In Greece, tax evasion is a cultural norm that goes back to the occupation of the Ottoman Turks and the heavy taxes they imposed. Today, Greeks vehemently and proudly avoid taxes and, to a large extent, are allowed to get away with it. Greek Prime Minister Alexis Tsipras and his left-wing Syriza party used the phrase “I won’t pay” as a campaign slogan, referring to tax hikes and austerity measures imposed by international creditors.
It was not a huge surprise when Greece missed a deadline to pay the IMF $1.8B on June 30th. The country was hit hard by the global recession beginning in 2007/2008. Tsipras’s decision to end talks with creditors over another much needed bailout (with more strings attached) and put it to a popular vote was a surprise, as was the resounding ‘no’ as over 61% of Greeks essentially voted to abandon the Euro, rejecting further austerity. Clearly, there is popular distain for the European creditors and the IMF who have bailed them out to the tune of 240 Billion Euros over the past 5 years while imposing their own rules in an attempt to turn Greece into a straight-shooting, tax-paying nation.
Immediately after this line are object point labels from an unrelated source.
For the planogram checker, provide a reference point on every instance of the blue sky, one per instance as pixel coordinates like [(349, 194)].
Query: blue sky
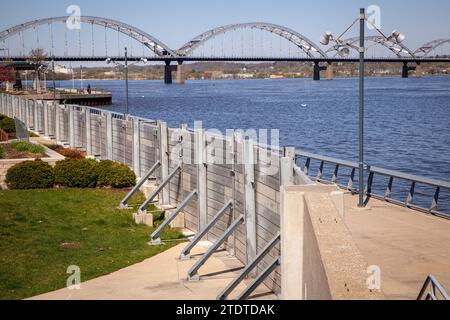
[(176, 21)]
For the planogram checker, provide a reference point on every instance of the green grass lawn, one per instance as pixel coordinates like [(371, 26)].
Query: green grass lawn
[(34, 224)]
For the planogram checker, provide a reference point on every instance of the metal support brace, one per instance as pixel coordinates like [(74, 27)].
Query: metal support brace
[(193, 272), (124, 202), (185, 254), (255, 284), (159, 189), (155, 235), (252, 265)]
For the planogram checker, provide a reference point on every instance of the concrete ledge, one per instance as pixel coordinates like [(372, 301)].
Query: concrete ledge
[(143, 218), (320, 258)]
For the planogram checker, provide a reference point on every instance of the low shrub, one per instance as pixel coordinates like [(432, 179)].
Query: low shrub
[(73, 173), (23, 146), (71, 153), (8, 125), (115, 175), (30, 175)]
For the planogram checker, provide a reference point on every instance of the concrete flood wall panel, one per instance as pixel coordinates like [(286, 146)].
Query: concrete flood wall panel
[(149, 151), (122, 141), (112, 137)]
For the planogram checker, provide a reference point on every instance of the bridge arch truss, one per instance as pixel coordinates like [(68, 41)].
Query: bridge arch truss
[(398, 49), (425, 50), (155, 45), (302, 42)]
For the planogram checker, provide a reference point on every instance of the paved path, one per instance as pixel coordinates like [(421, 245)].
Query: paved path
[(162, 277), (406, 244)]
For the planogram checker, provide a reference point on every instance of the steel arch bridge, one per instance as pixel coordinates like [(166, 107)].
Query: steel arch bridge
[(155, 45), (302, 42), (425, 50), (397, 48)]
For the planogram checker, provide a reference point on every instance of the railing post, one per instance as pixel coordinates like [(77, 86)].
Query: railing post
[(287, 167), (57, 121), (71, 127), (109, 144), (250, 206), (46, 124), (88, 131), (292, 214), (137, 146), (164, 158), (200, 161)]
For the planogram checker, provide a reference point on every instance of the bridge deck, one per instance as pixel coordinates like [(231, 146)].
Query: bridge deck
[(405, 244)]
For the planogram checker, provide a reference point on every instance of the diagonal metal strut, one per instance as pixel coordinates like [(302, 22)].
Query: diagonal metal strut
[(252, 265), (155, 235), (124, 202), (186, 251), (159, 189), (193, 272)]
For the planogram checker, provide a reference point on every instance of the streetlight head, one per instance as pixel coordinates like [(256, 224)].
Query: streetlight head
[(344, 52), (325, 40), (398, 36)]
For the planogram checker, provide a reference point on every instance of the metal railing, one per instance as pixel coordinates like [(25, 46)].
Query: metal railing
[(432, 289), (249, 268), (372, 172), (155, 239)]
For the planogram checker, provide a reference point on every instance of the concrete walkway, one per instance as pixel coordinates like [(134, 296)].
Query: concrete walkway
[(407, 245), (162, 277)]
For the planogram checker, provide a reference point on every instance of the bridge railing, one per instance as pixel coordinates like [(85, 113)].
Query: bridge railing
[(379, 178)]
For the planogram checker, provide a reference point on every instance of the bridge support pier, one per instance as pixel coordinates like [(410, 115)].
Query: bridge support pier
[(330, 71), (9, 86), (180, 73), (317, 69), (167, 73), (419, 71), (406, 69)]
While austerity has take a massive toll on the Greek economy, exiting the EU and reinstating their former currency, the Drachma, could prove to be crippling, and immediately so (think run-away inflation and large scale market failure). In the mean time, the ECB’s liquidity freeze is strangling Greece’s economy. Banks are closed, people are lining up at ATMs, and businesses have shut their doors. The country is quickly running out of cash.
Canadians, and much of the world can only watch in anticipation. Will Greece be the first country forced to exit the EU? Will other indebted members follow? Will a compromise be reached and debt forgiven? However the situation plays out, precedents will be set. As the dust settles, global markets will be more volatile than usual. However, central banks and global investors have had plenty of time to prepare for a Greek default and it is not going to cause a massive global disruption.
The term Grexit, a Greek exit of the EU, was coined in 2012. Greece’s problems are not unexpected and the possibility of a Grexit is not new. Although the massive debt restructuring and write-offs that will be necessary to avoid such a scenario will not set a good precedent for other indebted members of the EU, they will be necessary to maintain the integrity of the union.
What does this Mean for Canada?
Despite the political drama, the situation in Greece will not have a large impact on Canada’s economy. They are not a major trading partner and Canadians do not have much invested in Greece. The bank of Nova Scotia held about $330 million in Greek corporate debt and besides that Canada has virtually zero exposure to Greek debt – sovereign, personal or corporate. Greece doesn’t even represent 2% of Europe’s economy. The reality is that there are much larger global issues on the economic horizon, such as a dramatic slowdown in China and shaky recovery in the United States. The immediate economic repercussions of a default, Grexit or no Grexit, will not be severe, especially for Canada.
What we are mostly dealing with is uncertainty, which markets do not like. However, the markets have reacted quite modestly to the situation. In fact, the Euro has gotten stronger versus the Loonie over the last month. The price of gold has not rallied despite line-ups at ATMs and limits on available cash. The European Stock Market (STOXX 50) is down over 5% in the past month, but still in the black year-to-date. Clearly, investors are not expecting much global economic upheaval.
According to Lipper data, net flows into oversea stock funds were $600 million for the week ending June 24th. Flows into European equity funds are over $70 billion this year and flows into Greek funds actually hit a 4 month high on June 25th. Why? Most investors realize a last minute deal will be reached.
Until that deal is reached, uncertainty will drive international flows of money. When this happens, investors seek safety in credit markets like government bonds in stable countries. This increases the supply of available money and drives interest rates down. Canadian credit markets have become an international safe haven for investors. The situation in Greece will fuel this trend. 2015 has seen the largest foreign inflow of money into Canadian Government bonds ever, nearly $30 billion. This will keep rates low here and could mean that Canadians will have access to cheap mortgages for a little longer.